> "Horror" is more than just the setting, it's mainly about the gameplay. Doom 1, 2 and eternal are more action than horror. You have lots of relatively "weak" ennemies to kill. The blood and gore just intensify that "happy trigger" feeling. Rooms are bigs, allowing you to move freely to avoid projectiles.
It might be just me being overly frightening but I clearly remember 14y old me playing Doom at night with my headphones on and begin scared as fuckin hell when something appeared out of nowhere making guttural noises.
If you know how to strafe, and get to the point that you are habitually doing it almost every second of play, Doom is an action game where you are grossly overpowered compared to your opponents, more or less. To even slow Doom guy down you need tight corridors to cut his maneuverability down and enough enemies to clog him up even so. In open space the only real threat is being plinked away by the undodgeable hit scan weapons; high level play with speedruns involves a lot of managing that and hoping for decent luck. The non-hitscan weapons for them are, to quote a popular Youtuber, super easy, barely an inconvenience, which ironically makes the "weakest" enemies actually the most dangerous in the game in most places.
If you don't know how to strafe, which was very common at the time since we were all new to 3D spaces and even the ones we had used before may not have had a "strafe" option, Doom becomes much more a horror game. As others are saying about how Doom 3 gives you the choice of "seeing" or "shooting", but not both, Doom without strafing gives you the choice of either dodging or shooting, but not both. Shooting becomes a contest of nerves because you're committed for a second or two... to dodge an incoming missile involves turning, then moving. And that move is either "forward", vectoring into the oncoming missile, or backwards, vectoring away but heading away from your field of vision.
I remember both modes now, both playing it back when Doom I was the only release and I played the shareware, and I saw the "strafe" option and had no idea what it was or why I would use it, and playing in later years when strafing was simply part of my 3D "vocabulary" and I did it instinctively. It's almost two different games.
I suspect even at the time, the developers of Doom weren't used to strafing either, and in a weird way it has contributed to its classic status. If they were it would have been balanced much differently.
The same things that make it a gaming classic that people are still playing to this day are also gross violations of the current state of the art of game design and balance... the reader is invited to conclude from that statement whatever they like.
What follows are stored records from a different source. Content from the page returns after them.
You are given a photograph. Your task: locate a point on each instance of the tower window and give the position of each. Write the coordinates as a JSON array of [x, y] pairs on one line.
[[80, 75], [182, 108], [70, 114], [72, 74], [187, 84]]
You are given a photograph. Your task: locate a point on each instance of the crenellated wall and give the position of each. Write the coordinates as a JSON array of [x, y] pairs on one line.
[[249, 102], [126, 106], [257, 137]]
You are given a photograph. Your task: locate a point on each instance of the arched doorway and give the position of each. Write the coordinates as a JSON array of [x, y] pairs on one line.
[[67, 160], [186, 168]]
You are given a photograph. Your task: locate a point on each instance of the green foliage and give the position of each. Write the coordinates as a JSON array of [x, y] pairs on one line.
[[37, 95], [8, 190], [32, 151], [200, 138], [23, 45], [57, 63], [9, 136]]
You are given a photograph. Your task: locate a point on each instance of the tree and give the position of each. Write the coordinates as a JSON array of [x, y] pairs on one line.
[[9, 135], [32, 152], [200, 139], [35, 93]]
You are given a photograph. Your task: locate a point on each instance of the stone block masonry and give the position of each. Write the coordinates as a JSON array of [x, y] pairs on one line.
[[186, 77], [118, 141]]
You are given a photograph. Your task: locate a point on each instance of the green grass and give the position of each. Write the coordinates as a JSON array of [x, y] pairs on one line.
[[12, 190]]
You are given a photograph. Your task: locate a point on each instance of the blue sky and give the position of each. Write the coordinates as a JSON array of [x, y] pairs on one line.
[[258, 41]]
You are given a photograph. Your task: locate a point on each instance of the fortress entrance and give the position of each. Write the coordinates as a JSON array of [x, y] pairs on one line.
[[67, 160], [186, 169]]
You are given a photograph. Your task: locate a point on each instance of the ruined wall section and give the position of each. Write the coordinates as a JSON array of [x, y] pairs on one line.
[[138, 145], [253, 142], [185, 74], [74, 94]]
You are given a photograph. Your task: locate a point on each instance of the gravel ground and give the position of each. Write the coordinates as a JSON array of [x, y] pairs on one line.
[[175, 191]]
Part of it was that keybindings were still in flux at the time. Strafe actually appeared in Wolfenstein 3D already, but the way you did it was by holding Alt while pressing left/right arrow; you used the arrows without Alt to turn around (and using the mouse to turn was very uncommon back then). The original Doom inherited that.
It wasn't really a good setup even in Wolf3D, but it took some time for the gamers to figure that out, and for those findings to percolate as the defaults in newer games. Even Quake (1) didn't have mouse look + WASD enabled by default. I think part of the inertia was that arrow keys were so ingrained as navigation by design (they're arrows!) that abandoning them just didn't make sense.
Certainly the developers knew about it in general, or they wouldn't have put the controls in. My contention is that even they hadn't yet fully internalized just how useful it is. By the time of Quake it's clear that it had gotten to the hardcore, and by now of course it's just part of playing 3D games. But it took time for everyone to realize it. 3D was a pretty big jump. I'd say that the "bug" that strafe + forward was faster than either alone, which was pretty common for a long time in 3D games, reflects that. There's no reason to have that bug or leave it in if you have deeply internalized strafing as a viable option. It happened precisely because it was viewed as an exceptional case rather than the way that almost everyone would be running around all the time.
I'd also observe that biologically, "strafing" is fairly hard, and the idea that you can strafe at the exact same speed you can run forward, safely, for long periods of time, is absurd. What we have instead is faster turning than keyboard controls offer, and more flexibility in general, but not literally the ability to "strafe" at 90 degree angles. It's an adaptation to limited 3D environments. (Strafe + forward gives a more realistic 45 degree angle of shoot to movement. I think in reality that would still be a fairly extreme thing to maintain all the time, but it's closer to realistic. 90 degrees is just absurd.) As it is implausible, it is perhaps not surprising it took a while to become popular.
Yeah, especially the first time when one of those near-invisible bitey things sneaked up and started gnawing on you, you were in for a pretty good scare...
It might be just me being overly frightening but I clearly remember 14y old me playing Doom at night with my headphones on and begin scared as fuckin hell when something appeared out of nowhere making guttural noises.